We can rank all of the various decisions that need some attention by the impact that they will have on the business and then knock them off from the highest impact to the lowest impact in that order. In fact, we probably never bother to get to the low impact decisions because we recognise they have only a marginal effect on the business.
We should take all of the candidate decisions to be made periodically (say quarterly) and re-sort the list so that the highest priority ones keep coming back to the top. If less important decisions do need to be made, they can be delegated down the chain of command to a point where they become a “big” decision for that individual or team whereas they are a small one for you.
Non-decisions
Very often we arrive at a course of action by default. We fail to make a conscious decision on some issue.
As a result of the decision making vacuum, people begin implementing some band-aid solution which eventually becomes the “norm” and is now implemented as a matter of course. Once something becomes a habit like this, it tends to become invisible, and/or indispensable, and people rarely give thought to changing the habit even if they realise that they have that habit.

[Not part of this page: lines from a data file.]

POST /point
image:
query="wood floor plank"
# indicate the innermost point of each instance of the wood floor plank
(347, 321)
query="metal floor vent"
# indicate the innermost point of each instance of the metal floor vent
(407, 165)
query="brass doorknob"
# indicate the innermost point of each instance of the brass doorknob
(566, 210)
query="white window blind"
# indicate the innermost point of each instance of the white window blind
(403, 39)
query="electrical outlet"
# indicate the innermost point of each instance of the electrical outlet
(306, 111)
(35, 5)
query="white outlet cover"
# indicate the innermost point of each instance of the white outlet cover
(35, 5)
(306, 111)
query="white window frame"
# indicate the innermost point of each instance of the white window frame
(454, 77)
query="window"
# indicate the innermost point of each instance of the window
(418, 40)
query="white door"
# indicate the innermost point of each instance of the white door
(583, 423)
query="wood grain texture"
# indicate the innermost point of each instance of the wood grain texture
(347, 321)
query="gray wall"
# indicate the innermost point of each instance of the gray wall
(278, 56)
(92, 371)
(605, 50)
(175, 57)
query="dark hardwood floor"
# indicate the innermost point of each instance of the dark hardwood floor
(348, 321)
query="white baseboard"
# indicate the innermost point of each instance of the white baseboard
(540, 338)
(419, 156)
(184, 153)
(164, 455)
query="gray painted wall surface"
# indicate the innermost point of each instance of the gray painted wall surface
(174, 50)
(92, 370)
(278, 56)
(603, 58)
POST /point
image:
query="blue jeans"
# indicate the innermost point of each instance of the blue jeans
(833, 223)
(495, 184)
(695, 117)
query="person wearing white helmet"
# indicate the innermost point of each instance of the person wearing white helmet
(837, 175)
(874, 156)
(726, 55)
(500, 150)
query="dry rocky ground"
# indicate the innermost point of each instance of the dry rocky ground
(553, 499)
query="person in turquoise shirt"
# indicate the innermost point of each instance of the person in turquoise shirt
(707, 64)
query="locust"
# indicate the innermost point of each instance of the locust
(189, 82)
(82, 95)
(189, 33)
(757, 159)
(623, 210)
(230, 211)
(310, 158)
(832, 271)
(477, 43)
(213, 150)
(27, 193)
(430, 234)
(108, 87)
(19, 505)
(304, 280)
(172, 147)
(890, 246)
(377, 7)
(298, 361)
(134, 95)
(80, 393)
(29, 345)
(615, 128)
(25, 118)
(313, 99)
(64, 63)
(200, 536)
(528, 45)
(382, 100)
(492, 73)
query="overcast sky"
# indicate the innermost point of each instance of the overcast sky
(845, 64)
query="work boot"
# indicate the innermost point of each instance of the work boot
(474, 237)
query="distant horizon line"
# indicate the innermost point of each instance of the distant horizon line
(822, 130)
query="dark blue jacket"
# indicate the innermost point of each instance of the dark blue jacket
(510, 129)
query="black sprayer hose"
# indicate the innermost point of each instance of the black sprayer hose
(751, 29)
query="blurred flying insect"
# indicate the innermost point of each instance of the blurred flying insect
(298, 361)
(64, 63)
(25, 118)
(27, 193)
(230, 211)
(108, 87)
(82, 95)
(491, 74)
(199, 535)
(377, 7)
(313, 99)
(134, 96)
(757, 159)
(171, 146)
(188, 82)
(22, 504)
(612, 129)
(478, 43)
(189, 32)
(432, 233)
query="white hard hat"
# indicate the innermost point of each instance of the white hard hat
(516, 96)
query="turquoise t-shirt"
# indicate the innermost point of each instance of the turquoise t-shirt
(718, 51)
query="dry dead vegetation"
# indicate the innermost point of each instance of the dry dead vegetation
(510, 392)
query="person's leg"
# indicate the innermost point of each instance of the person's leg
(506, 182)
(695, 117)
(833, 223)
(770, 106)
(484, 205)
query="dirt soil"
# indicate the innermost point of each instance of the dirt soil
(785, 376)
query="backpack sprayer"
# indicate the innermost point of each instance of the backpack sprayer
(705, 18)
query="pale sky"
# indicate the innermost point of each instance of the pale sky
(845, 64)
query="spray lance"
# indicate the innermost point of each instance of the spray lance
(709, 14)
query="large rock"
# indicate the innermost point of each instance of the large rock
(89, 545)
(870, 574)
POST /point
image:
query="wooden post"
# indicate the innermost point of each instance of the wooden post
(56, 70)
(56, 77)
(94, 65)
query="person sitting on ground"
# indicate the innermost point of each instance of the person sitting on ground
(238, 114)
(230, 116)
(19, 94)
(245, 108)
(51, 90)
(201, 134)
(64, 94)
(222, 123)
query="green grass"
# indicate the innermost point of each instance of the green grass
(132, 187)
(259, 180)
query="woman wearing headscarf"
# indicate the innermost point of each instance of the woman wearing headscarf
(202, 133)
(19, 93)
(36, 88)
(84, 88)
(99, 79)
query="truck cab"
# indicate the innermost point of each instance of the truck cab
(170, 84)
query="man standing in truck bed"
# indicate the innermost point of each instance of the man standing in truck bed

Therefore, it’s very important that you take the opportunity to stand outside of your company and work on it, rather than in it, so that you can spot habits that have formed that are not necessarily optimal. Well known small business writer Michael Gerber is famous for the quote “work on your business, not in it”.
Develop a set of metrics that measure important characteristics of your business so that you can see if the business is declining in some dimension because a habit that is less than optimal has set in
Go to the article: Importance of Performance Analytics for Profit
Don’t Delay
We also know from the 80/20 rule that waiting until you have 100% of the data to make a decision is an ineffective use of your time.
The cost of obtaining data and of making a decision gets more and more expensive as you move towards the 100% end and that last 20% of information that you require is likely to cost 80% of the total cost in time and money of finding the data that you need and making the decision using it.
Therefore, it is much more efficient to suspend data collection once you have somewhere around 80% of the necessary data, make a decision, and implement it as though you are 100% confident that it is going to work.
Extending this approach, if something is not working very well, there is no point in having it run for a long time to become 100% confident that it is not going to work.
As soon as there are early indicators that the decision is not working as expected, you should “pivot” on that decision and either reverse it or change it into some other direction and re-experiment.
This approach is widely recommended, in the case of Start-up Businesses, in the whole body of knowledge referred to as “Lean Start-ups” (see
Go to the article: How to Do Profitable Start-ups
It is far better to fail quickly than to prolong the agony and the cost by postponing the inevitable.
In fact, when making decisions that take you into new territory, it may be best to make and implement the decision with a 50:50 probability of success first. Then you will fail fast if that is going to happen rather than waiting for several “safer” decisions to work only to fail when you finally get to the ‘deal breaker” decision.
When you are fortunate to make a decision that has very good outcomes, 80/20 would say that you should focus as much of your human and financial resources as possible on that decision in order to maximise it.
The shape of the 80/20 exponential curve indicates that very high profitability can be gained from a comparatively small proportion of your clients and products. You should double down on a decision that turns out to be good because there may be plenty more opportunity left in it, which you can take to its maximum possible extent. Try different permutations like price, volume, complexity, basic or luxury versions for example.